“All the world’s a stage…” – Jacques in As You Like It, by William Shakespeare
As I prepared last Friday night to enjoy my first experience with Singarama, a wildly popular campus tradition that showcases large numbers of ultra-gifted Lipscomb University students, I was mesmerized by the stage lights illuminating the auditorium in celestial royal blue. We in the audience instinctively knew that the lights were simply teasing us. Before long, they would disappear completely, only to explode again and dazzle us with the glittering magic of brightly-costumed performers singing and dancing and delivering a delightful evening of entertainment.
It is a different experience for those on stage. Blinded by the light, they must remain focused in ironic, light-flooded darkness, remembering the steps, remembering the lyrics, remembering to smile.

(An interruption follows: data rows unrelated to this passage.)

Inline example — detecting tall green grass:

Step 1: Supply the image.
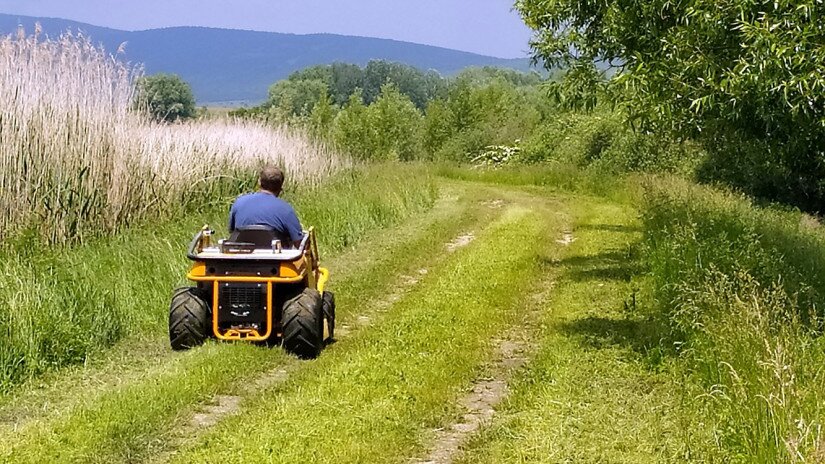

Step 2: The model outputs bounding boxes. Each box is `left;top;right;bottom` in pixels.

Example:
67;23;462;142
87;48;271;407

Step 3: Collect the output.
0;165;437;391
642;179;825;463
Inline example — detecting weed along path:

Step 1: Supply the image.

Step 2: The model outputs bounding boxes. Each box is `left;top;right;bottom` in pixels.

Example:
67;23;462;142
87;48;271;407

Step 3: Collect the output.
0;180;684;463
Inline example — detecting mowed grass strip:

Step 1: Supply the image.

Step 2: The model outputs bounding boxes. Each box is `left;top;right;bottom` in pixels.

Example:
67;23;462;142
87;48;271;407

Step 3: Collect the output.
459;200;700;464
173;206;559;463
0;183;500;462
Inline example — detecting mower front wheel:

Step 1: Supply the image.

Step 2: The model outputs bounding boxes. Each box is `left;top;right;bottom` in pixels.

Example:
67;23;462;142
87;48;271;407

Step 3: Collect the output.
169;287;212;351
281;288;324;359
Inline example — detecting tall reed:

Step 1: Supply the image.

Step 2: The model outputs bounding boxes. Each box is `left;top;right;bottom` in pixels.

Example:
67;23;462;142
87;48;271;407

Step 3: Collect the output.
0;28;341;243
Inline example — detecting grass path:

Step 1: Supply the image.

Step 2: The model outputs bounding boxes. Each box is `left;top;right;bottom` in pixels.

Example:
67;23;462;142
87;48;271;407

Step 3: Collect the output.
459;198;690;464
0;176;708;463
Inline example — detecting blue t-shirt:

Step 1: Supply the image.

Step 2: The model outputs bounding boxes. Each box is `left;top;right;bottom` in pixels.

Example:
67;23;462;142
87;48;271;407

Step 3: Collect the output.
229;192;304;242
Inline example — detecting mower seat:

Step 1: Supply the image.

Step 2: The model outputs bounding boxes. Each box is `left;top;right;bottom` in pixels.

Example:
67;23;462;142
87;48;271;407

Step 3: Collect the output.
228;225;280;248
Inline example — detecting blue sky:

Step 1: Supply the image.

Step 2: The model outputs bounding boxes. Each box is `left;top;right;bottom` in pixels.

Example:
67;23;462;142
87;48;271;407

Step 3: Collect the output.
0;0;530;58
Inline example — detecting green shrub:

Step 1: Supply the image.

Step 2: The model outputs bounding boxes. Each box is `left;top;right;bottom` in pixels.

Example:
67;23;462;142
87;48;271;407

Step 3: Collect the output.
642;178;825;463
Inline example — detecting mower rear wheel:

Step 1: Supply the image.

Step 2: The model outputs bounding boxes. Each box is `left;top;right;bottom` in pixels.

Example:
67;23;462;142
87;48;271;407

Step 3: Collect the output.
321;291;335;341
169;287;212;351
281;288;324;359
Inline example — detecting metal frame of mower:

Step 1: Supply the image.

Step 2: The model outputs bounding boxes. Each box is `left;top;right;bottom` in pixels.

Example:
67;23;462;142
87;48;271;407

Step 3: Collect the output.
169;226;335;358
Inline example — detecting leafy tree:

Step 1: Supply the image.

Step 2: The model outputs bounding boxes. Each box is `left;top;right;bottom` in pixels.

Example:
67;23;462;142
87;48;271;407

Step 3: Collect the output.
332;90;374;159
516;0;825;211
309;92;336;138
268;79;327;116
369;84;422;161
135;74;196;122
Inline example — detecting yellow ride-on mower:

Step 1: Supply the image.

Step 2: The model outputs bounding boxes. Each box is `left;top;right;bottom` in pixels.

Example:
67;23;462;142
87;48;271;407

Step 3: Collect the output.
169;226;335;358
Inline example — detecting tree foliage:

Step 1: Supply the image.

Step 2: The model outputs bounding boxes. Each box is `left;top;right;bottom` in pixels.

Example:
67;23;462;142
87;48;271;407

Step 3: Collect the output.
516;0;825;210
135;74;197;122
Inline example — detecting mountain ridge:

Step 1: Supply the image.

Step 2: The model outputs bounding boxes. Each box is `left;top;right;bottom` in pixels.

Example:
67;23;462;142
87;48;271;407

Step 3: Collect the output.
0;14;532;104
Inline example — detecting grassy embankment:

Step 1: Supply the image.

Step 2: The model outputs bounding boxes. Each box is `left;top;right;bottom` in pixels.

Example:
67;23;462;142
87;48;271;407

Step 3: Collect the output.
454;171;825;463
0;167;436;389
0;177;494;462
642;179;825;463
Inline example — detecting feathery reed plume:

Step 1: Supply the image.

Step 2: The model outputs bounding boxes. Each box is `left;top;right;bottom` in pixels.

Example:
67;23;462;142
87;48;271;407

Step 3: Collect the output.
0;26;340;242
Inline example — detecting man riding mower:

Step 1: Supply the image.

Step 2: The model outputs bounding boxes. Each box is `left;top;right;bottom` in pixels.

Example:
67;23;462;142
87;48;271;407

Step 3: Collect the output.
169;168;335;358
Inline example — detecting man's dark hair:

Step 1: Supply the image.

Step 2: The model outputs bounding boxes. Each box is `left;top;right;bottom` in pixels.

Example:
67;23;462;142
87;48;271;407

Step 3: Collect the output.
261;166;284;194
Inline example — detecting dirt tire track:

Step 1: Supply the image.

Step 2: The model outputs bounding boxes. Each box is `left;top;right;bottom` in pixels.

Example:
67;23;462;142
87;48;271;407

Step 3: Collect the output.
145;229;482;463
411;280;554;464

It is a rush of a different kind, one that arrives by hard work, nerves, adrenaline, and execution. In the end we are all happy, but none more so than those who stepped up and delivered in the spotlight.
I also considered this earlier in the week sitting in the famed Madison Square Garden, the self-described most famous arena in the world, watching another set of college students put on a show in front of a crowd under the bright lights. This time it was athletic talent and a live national television audience, but it necessarily involved the same light-flooded darkness, the same adrenaline, and the same task to focus on what had been practiced over and over.
It was a pleasure on both occasions to watch students stand and deliver under the bright lights.
Some seem to crave the spotlight, while others avoid it. There are reasons to be wary of the spotlight, but others to embrace it. It is simultaneously compelling and terrifying. And some who crave the spotlight never receive it, and others who avoid it who find it thrust upon them.
It isn’t a bad metaphor for life, as might have occurred to Shakespeare.
So how does one respond to an impending moment on life’s stage under the bright lights? Discipline. Preparation. Courage. Persistence. Hard work. Good habits. Resilience. Endurance.
And maybe most important of all, an active imagination that envisions in faith that glorious and transcendent moment when you have done your part and the curtain falls or the buzzer sounds—in the spotlight.